The good news for the royal family is that Morrissey appears to have found another couple he despises almost as much as he does the Duke and Duchess of Cambridge.
Last year, the 53-year-old former Smiths frontman barely let up on the young newlyweds, wearing "We Hate William & Kate" T-shirts during gigs in Paris, and even blaming the pregnant Kate for the tragic suicide of a nurse following a prank call from an Australian radio station. Now he's turned his ire on David and Victoria Beckham, whom, Mozza declares, should be "dragged to the edge of the village and flogged because they are insufferable to anyone of intelligence". Presumably in the same way that Morrissey's music since he left The Smiths has been insufferable to anyone with ears.
Of course he's wrong about the "Peckhams", as he insists on calling them. (See what he did there? Oh, how our sides are splitting.) David Beckham has received more abuse than any other footballer of his generation; his response was to mature into a generous, tolerant and inclusive fellow who is a credit to his profession. Victoria, not so much. But they come as a package, so we'll have to put up with her.
Morrissey is as wrong to lambast them as he was when comparing the London Olympics last summer to a Nuremberg rally.
That's still no reason for spluttering indignation from his detractors. Being at odds with society is what rock stars are meant to be all about, after all. They're not supposed to suck up to power, or stand on the sidelines, waving flags and tossing confetti as the establishment congratulates itself on yet another triumph. Their job is to provide the raspy voice of discontent, kicking against the pricks, even if they do find themselves doing it in later years from behind the electronic gates of country estates as their waistlines increase and they swap leather jacket and DMs for cardigan and slippers.

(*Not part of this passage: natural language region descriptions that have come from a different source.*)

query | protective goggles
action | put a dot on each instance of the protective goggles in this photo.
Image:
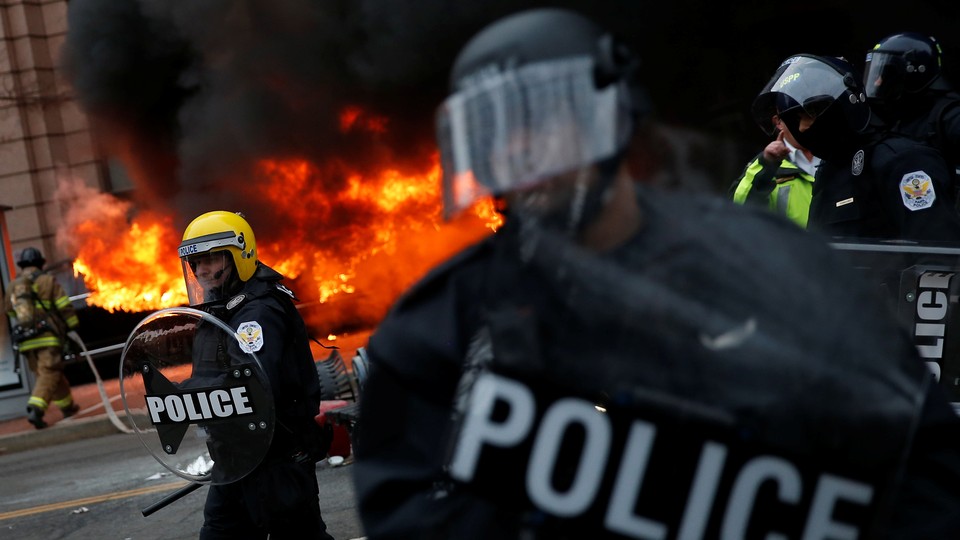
(513, 129)
(208, 242)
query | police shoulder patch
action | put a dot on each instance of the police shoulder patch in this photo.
(916, 190)
(856, 165)
(250, 335)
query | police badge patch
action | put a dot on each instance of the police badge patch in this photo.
(856, 166)
(916, 188)
(250, 335)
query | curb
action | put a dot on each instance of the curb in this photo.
(63, 431)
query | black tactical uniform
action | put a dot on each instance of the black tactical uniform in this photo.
(613, 364)
(279, 497)
(873, 183)
(893, 187)
(824, 377)
(905, 86)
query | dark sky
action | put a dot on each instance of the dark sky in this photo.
(200, 90)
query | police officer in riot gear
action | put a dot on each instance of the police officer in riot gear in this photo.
(874, 183)
(224, 277)
(599, 367)
(905, 86)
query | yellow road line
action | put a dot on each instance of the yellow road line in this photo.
(92, 500)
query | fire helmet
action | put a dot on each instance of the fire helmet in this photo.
(218, 232)
(535, 94)
(31, 256)
(824, 88)
(904, 63)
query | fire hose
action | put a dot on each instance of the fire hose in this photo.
(114, 419)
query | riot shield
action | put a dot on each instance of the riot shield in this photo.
(201, 404)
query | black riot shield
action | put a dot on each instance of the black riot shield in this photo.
(200, 404)
(920, 283)
(667, 393)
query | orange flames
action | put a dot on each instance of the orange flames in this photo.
(348, 252)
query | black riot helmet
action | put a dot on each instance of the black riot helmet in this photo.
(825, 89)
(900, 64)
(31, 257)
(533, 95)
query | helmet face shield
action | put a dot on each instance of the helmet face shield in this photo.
(511, 130)
(884, 76)
(208, 265)
(207, 276)
(809, 84)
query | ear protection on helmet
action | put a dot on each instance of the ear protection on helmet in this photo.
(615, 62)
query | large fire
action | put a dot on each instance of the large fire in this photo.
(347, 252)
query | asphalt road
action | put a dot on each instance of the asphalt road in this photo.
(99, 487)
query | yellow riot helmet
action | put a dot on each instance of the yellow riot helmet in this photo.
(220, 240)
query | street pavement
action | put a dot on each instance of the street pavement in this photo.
(93, 420)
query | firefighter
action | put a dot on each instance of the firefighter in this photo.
(603, 365)
(225, 278)
(43, 316)
(780, 177)
(873, 183)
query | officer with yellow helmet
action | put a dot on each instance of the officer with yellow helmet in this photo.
(225, 278)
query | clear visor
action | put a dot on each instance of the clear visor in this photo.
(206, 276)
(884, 75)
(511, 130)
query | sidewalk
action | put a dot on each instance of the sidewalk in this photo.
(17, 435)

Morrissey has certainly been consistent in that. He always had a deep and abiding loathing for the royals and his other fellow celebrities. It was that hate which kept him going. It would be ridiculous if he now embraced those old nemeses as friends.

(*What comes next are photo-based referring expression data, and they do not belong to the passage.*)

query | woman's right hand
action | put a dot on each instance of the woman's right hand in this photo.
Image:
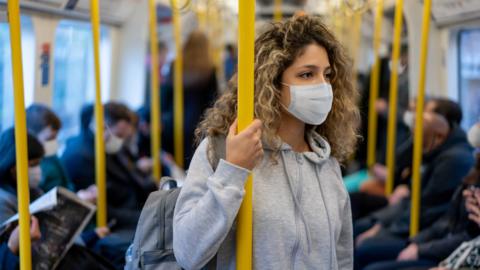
(245, 148)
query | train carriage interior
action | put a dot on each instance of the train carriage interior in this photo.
(105, 107)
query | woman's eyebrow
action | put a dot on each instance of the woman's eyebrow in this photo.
(313, 66)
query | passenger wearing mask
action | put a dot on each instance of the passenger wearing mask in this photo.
(127, 187)
(447, 159)
(8, 192)
(200, 90)
(9, 206)
(372, 192)
(435, 243)
(44, 124)
(307, 119)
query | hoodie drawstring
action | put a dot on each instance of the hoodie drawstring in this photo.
(332, 243)
(297, 204)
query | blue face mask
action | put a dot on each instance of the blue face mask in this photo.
(311, 103)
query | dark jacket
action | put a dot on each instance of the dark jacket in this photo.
(9, 208)
(442, 172)
(445, 235)
(127, 187)
(198, 96)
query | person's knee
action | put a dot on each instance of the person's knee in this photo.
(381, 266)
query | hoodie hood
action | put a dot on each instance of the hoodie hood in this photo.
(320, 148)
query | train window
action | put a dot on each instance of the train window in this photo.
(6, 82)
(469, 75)
(74, 81)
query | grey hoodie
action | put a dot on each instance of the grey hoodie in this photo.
(301, 212)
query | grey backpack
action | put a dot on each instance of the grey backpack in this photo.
(152, 247)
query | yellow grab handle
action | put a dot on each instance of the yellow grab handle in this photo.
(100, 168)
(154, 93)
(246, 84)
(178, 88)
(418, 143)
(374, 81)
(357, 35)
(23, 194)
(392, 112)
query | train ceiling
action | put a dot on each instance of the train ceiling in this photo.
(444, 12)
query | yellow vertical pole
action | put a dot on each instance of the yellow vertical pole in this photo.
(178, 87)
(154, 92)
(246, 84)
(277, 12)
(99, 123)
(392, 112)
(374, 84)
(357, 35)
(23, 193)
(418, 143)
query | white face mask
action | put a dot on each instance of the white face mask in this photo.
(50, 147)
(474, 135)
(113, 144)
(34, 176)
(408, 119)
(311, 103)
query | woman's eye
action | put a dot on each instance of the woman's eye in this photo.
(306, 75)
(328, 76)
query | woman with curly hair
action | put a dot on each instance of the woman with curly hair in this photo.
(306, 121)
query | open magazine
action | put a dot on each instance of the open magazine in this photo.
(62, 217)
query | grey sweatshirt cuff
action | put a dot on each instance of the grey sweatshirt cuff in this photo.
(228, 174)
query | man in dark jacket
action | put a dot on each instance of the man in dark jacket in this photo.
(447, 159)
(127, 187)
(437, 242)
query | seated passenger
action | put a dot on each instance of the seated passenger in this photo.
(447, 159)
(435, 243)
(127, 187)
(9, 259)
(8, 191)
(371, 196)
(44, 124)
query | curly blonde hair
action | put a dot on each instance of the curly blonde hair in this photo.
(275, 50)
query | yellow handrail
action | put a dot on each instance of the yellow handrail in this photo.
(357, 36)
(277, 13)
(100, 168)
(392, 112)
(418, 143)
(178, 88)
(23, 193)
(246, 84)
(154, 93)
(374, 81)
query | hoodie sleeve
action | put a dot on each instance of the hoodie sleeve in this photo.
(206, 209)
(344, 247)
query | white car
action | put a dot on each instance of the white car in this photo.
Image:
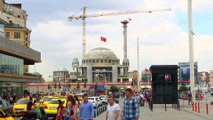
(93, 101)
(99, 101)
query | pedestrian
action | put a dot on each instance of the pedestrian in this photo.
(86, 109)
(60, 109)
(130, 110)
(189, 97)
(113, 109)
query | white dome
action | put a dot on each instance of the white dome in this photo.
(100, 53)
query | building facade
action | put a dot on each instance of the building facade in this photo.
(13, 57)
(101, 65)
(211, 78)
(146, 78)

A rock star who doesn't make a complete muttonhead of himself every now and then is like a stand-up comic who doesn't tell any jokes. They're just not keeping their end of the bargain. They should aim to do one of two things. Either be busted regularly by police in an LA hotel room with a loaded gun, half a kilo of cocaine, and an entire team of naked cheerleaders; or else make pronouncements so extreme that they have retired colonels choking on their gin and tonics in the Home Counties. Morrissey has taken the second path and turned it into an art form. He's not as sharp or as funny as he was back in the day – long gone are the days when he was giving Quentin Crisp a run for his money in the aphorism stakes – but at least he's still trying.

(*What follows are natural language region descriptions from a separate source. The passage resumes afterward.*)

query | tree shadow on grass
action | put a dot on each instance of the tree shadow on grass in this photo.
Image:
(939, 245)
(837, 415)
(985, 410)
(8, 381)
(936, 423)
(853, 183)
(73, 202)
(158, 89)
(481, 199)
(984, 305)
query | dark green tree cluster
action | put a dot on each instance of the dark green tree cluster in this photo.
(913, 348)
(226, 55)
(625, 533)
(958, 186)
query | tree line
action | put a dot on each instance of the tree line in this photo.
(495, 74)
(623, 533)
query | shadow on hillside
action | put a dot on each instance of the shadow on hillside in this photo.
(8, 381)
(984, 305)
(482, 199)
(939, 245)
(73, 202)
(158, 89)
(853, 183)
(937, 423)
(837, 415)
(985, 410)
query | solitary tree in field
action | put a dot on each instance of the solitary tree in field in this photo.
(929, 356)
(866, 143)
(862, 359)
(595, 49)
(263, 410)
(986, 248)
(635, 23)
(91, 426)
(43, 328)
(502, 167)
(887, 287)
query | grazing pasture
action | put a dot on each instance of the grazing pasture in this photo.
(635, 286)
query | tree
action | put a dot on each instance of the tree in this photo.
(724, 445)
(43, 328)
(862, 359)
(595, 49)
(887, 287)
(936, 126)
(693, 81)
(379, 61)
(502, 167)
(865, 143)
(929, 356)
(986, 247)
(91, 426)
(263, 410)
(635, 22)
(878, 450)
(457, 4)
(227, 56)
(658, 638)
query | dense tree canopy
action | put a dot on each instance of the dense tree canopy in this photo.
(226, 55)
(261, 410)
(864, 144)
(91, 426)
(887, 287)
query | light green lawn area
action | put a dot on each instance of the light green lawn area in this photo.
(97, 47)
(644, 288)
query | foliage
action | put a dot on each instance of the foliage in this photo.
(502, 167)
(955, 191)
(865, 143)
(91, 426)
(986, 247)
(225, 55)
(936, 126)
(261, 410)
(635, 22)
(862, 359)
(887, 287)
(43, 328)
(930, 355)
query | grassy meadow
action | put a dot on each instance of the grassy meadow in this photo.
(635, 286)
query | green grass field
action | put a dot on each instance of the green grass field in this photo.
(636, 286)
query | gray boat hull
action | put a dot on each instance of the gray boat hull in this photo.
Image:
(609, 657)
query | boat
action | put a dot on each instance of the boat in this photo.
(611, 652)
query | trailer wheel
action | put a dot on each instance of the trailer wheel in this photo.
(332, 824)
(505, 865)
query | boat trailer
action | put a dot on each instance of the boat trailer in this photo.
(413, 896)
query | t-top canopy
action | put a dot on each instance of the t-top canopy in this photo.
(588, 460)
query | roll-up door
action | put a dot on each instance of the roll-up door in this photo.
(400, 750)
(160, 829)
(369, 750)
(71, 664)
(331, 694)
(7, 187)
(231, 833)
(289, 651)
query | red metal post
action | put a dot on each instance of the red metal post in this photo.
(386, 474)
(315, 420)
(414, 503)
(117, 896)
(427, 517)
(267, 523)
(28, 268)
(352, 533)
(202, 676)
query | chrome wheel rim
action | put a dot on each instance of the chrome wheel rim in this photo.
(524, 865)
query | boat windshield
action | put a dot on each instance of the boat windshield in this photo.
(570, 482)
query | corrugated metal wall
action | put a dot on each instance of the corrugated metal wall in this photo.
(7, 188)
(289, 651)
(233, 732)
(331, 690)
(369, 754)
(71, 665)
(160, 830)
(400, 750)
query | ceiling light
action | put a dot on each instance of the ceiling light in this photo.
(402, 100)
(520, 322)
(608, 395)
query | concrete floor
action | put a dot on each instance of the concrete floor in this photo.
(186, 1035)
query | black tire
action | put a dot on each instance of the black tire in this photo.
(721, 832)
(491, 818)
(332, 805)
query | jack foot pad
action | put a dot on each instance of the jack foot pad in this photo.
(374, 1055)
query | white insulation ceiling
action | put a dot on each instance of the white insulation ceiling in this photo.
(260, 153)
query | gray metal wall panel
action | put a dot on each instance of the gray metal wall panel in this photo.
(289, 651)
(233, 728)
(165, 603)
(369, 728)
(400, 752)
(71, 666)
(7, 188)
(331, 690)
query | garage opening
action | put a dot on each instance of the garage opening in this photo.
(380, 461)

That has to be a better path to take than becoming a respectable responsible citizen in middle age, like Bono or Sting, saving the ruddy rainforests, or, worse, Gary Barlow, writing nice inoffensive songs that get played in the tinned beans aisle in Tesco, and appearing on the X Factor, and trailing round after Her Majesty like another pet corgi.
Even David Bowie, once regarded by bourgeois society as a surreal, androgynous threat to civilisation as we know it, is now only up to releasing songs so ear-numbingly boring that they could induce a coma at 100 paces. Yet Bowie's so beloved by his pussyfooting admirers that no one dared to tell him last week that his new song was dreadful, whereas no one feels any need to mince their words around Morrissey – that "po-faced, asexual old miserablist", as the London Evening Standard once dubbed him. That's as it should be. Rock culture is no place for politeness.
Besides, there's nothing that would bring on apoplexy in Morrissey more than being regarded as a loveable national treasure, thereby ensuring a steady supply of further outbursts. The god of mischief demands that it be done for that reason alone.